Question: I went to get my driver’s license and they asked me if I wanted to register to vote. You don’t have to be a citizen to get a California driver’s license. Isn’t it likely that lots of non-citizens are registering to vote at the DMV?

Answer: The National Voter Registration Act (Motor Voter) requires the Department of Motor Vehicles and certain social services agencies to offer their customers the opportunity to register to vote. The registration forms are highlighted, as are the instructions, to point out the necessity of being a U.S. citizen in order to be eligible to register. (EC § 2150) [Election Code--Ed.] If DMV has documentation from the applicant that indicates non-citizenship, employees are instructed to remind the applicant of the legal requirements and also make a notation on the card for the elections official to investigate. In addition, the Secretary of State’s Office has developed an official working relationship with the Immigration and Naturalization Service to check their files to ensure that non-citizens are not included on the voter registration files. [Our emphasis--Ed.]

The effectiveness of DMV admonitions is open to question, given that a group of DMV workers was caught recently selling driver's licenses to illegal immigrants (getting a driver's license is often the first step in establishing a false identity in the United States). As is the Secretary of State's "working relationship" with an overburdened, understaffed and badly managed INS--especially when civil rights and immigrant rights groups are poised to jump on even the slightest suggestion of "voter intimidation" or "violation of privacy." That's what happened when Bill Jones (Calif. State Secretary) sought to do a more thorough investigation of Orange County election rolls in the Sanchez-Dornan case.

There are other opportunities for abuse as well, some evidently perfectly "legal." For example, the NAACP (National Association for the Advancement for Colored People) has been drumming up voters in the nation's county jails, having registered 11,000 prisoners at last count. It appears that in many states, California included, "jailbirds" are eligible to vote--by absentee ballot, of course--even though incarcerated, provided they are not serving time or on parole for a felony. It is easy to imagine what effect prison gangs and other pressures for en bloc voting would have on these prisoner-voters, and which party benefits primarily from this process.

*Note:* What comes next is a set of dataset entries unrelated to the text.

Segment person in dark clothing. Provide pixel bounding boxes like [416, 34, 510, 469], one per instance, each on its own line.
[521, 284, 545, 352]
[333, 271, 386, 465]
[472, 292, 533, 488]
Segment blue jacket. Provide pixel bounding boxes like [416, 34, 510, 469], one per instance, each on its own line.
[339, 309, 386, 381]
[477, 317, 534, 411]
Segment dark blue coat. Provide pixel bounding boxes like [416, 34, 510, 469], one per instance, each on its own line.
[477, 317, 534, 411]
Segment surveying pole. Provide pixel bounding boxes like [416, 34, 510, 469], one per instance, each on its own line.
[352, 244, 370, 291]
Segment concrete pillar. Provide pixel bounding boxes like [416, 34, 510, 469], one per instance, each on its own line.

All this raises a legitimate question: Of what value to the democratic processes of society is the voice of a person who hasn't played by its rules?

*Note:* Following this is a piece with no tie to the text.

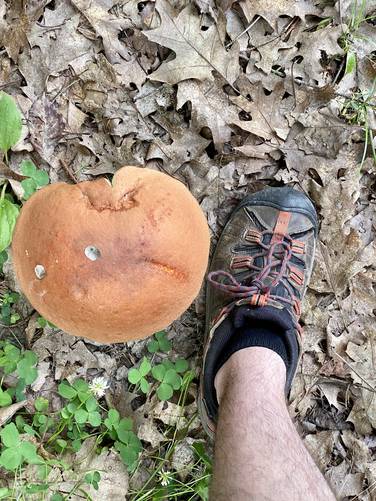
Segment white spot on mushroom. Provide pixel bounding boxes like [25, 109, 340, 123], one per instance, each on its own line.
[85, 245, 101, 261]
[34, 264, 46, 280]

http://www.quivis.com/fraud.html


263 posted on 12/15/2002 9:13:29 PM PST by TheLion
[ Post Reply | Private Reply | To 1 | View Replies ]

To: sweetliberty
This is the most important issue facing us, bar none! For victory & freedom!!!
286 posted on 12/16/2002 9:00:27 AM PST by Saundra Duffy
[ Post Reply | Private Reply | To 1 | View Replies ]

To: sweetliberty
This just in from Kern County via Steve Frank (NFRA past president):

THIS IS FROM A READER IN KERN COUNTY. THIS IS JUST ONE DISTRICT--HOW MANY MORE FRAUDULENT VOTERS ARE THERE IN CALIFORNIA? IN THIS CASE WE LOST AN ASSEMBLY SEAT.

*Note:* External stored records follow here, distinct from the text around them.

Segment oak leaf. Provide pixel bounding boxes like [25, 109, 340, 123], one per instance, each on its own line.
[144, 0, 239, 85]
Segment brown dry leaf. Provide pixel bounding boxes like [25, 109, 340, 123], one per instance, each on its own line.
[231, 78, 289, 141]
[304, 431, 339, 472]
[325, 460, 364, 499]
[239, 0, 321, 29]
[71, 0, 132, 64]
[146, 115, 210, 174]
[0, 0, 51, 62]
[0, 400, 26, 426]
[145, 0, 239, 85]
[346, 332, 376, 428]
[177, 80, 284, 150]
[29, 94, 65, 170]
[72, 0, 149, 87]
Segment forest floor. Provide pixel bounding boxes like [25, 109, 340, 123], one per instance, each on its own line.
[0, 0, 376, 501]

Yesterday, December 9, 2002, 1,318 cases of voter fraud in the Kern County portion of the 30th Assembly District with documentation was handed to the Kern County Grand Jury. Today, December 10, 2002, copies of the cases are being delivered to the Kern County District Attorney and to Secretary of State, Fraud Division.
287 posted on 12/16/2002 11:42:43 AM PST by Saundra Duffy
[ Post Reply | Private Reply | To 1 | View Replies ]

To: sweetliberty
For later reference:

Election Ballots Seized in Nevada County

324 posted on 12/21/2002 3:50:43 PM PST by sweetliberty
[ Post Reply | Private Reply | To 1 | View Replies ]

To: sweetliberty
Why isn't CROOK County, Illinois on the list?! County Clerk David Orr (RAT) conviently threw out about 20,000 suburban votes a while back, resulting in Chicago 'RATs winning about 80% of the vote.
445 posted on 01/26/2003 8:03:39 PM PST by BillyBoy (George Ryan deserves a long term....without parole)
[ Post Reply | Private Reply | To 1 | View Replies ]

To: sweetliberty
By all means put or keep me on your voter fraud ping list.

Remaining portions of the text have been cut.